The following procedure describes how to use custom JARs. Some cases may not require completion of every step. For example, indexer tools that support passing JARs as arguments may not require modifying xml files. However, completing all configuration steps helps ensure the custom JARs are used correctly in all cases.

  1. Place your custom JAR in the same location on all hosts in your cluster.
  2. For all collections where custom JARs will be used, modify solrconfig.xml to include references to the new JAR files.

    These directives can include explicit or relative references and can use wildcards.

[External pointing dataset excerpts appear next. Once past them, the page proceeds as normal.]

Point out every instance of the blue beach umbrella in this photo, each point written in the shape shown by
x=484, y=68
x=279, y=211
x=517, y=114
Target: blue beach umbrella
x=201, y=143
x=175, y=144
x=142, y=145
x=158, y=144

In the solrconfig.xml file, add <lib> directives to indicate the JAR file locations or <path> directives for specific jar files:

    <lib path="/usr/lib/solr/lib/MyCustom.jar" />

    or

    <lib dir="/usr/lib/solr/lib" />

    or

    <lib dir="../../../myProject/lib" regex=".*\.jar" />
  3. For all collections in which custom JARs will be used, reference custom JAR code in the appropriate Solr configuration file. The two configuration files that most commonly reference code in custom JARs are solrconfig.xml and schema.xml.
  4. For all collections in which custom JARs will be used, use solrctl to update ZooKeeper's copies of configuration files such as solrconfig.xml and schema.xml:
    solrctl instancedir --update name path
    • name specifies the instancedir associated with the collection using solrctl instancedir --create.
    • path specifies the directory containing the collection's configuration files.
    For example:
    solrctl instancedir --update collection1 $HOME/solr_configs
  5. For all collections in which custom JARs will be used, use RELOAD to refresh information:
    http://<hostname>:<port>/solr/admin/collections?action=RELOAD&name=collectionname
    For example:
    http://example.com:8983/solr/admin/collections?action=RELOAD&name=collection1

    When the RELOAD command is issued to any host that hosts a collection, that host sends subcommands to all replicas in the collection. All relevant hosts refresh their information, so this command must be issued once per collection.

  6. Ensure that the class path includes the location of the custom JAR file:
    1. For example, if you store the custom JAR file in /opt/myProject/lib/, add that path as a line to the ~/.profile for the Solr user.
    2. Restart the Solr service to reload the PATH variable.
    3. Repeat this process of updating the PATH variable for all hosts.
The system is now configured to find custom JAR files. Some command-line tools included with Cloudera Search support specifying JAR files. For example, when using MapReduceIndexerTool, use the --libjars option to specify JAR files to use. Tools that support specifying custom JARs include:
  • MapReduceIndexerTool
  • Lily HBase Indexer
  • HDFSFindTool
  • CrunchIndexerTool
  • Flume indexing